Saturday, September 19, 2009

One

We were sitting having a late dinner discussing my upcoming trip. Specifically my mate I'm traveling with, who is also gay.

My mate I was eating with was making a joke that i should watch my back while traveling to make sure my friend wouldn't make any moves on me.

I laughed it off saying I'm sure this wouldn't be a problem! The conversation veered to homosexuality, and him not being able to get his head around being attracted to another guy and he just assumes that they are attracted to all guys. Me trying to explain to him, in a round about way without shedding light on myself being gay, that it works the same as him being attracted to women, "Your not attracted to all women right? It's the same thing!"

Well the talk continued and his lack of understanding it came into discussion. "I guess i just don't get how it works, men, at a primitive level, want to create/procreate. Two dudes can't do that"

Well, i tried explaining this without disclosing my self, but it seemed stupid and pointless. At this point I gave up, and spoke directly. "Look, You are just born this way. I'm Gay and i can tell you i have NEVER been attracted to women, I don't find all guys attractive..."

I wasn't expecting to do it, but I finally came out to a friend from Church. He took it great. He did say he still stands to his not understanding on a primitive level, which i explained I wish i could have an awnser for you, but i can tell you i have always been this way and the primitive urge to pro-create isn't there.

I was really impressed with his reaction, and making it a non issue. He is still the same friend to me as he was 5 mins before telling him. He didn't lay any church on me about it, instead was intrigued about who i found hot, who knew, would i tell my parents, how i think they would take it etc.

He rid all the fears i had on coming out to any church friends.

I hope all my church mates will be like this.

3 comments:

Austin said...

It's so awesome when you get experiences like this. It makes it so much easier when you make that leap to come out to others.

Rob said...

Congratulations! Glad it went so well!

One suggestion that might help him understand at least intellectually if not viscerally. Ask him to imagine the girl of his dreams, how she looks, how she makes him feel, how he imagines his life with her. Ask him to close his eyes and imagine her face in his mind, along with all those thoughts and feelings.
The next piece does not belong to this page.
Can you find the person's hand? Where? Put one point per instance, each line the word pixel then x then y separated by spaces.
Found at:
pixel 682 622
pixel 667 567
Then when he's got it, just say "Okay, now just change her face for that of a handsome guy. Don't change anything else, the feelings, the inspiration, the hopes, the dreams, the aspirations, all that wonderful stuff that she makes you feel. Don't change any of that, just change the gender of the partner. THAT's what it's like for gay guys." Might help him "get it" a little more.

Unknown said...

Thats cool he was so good about it all. I am finding a lot of my friends who I thought would want nothing to do with me, that it really makes so difference to them!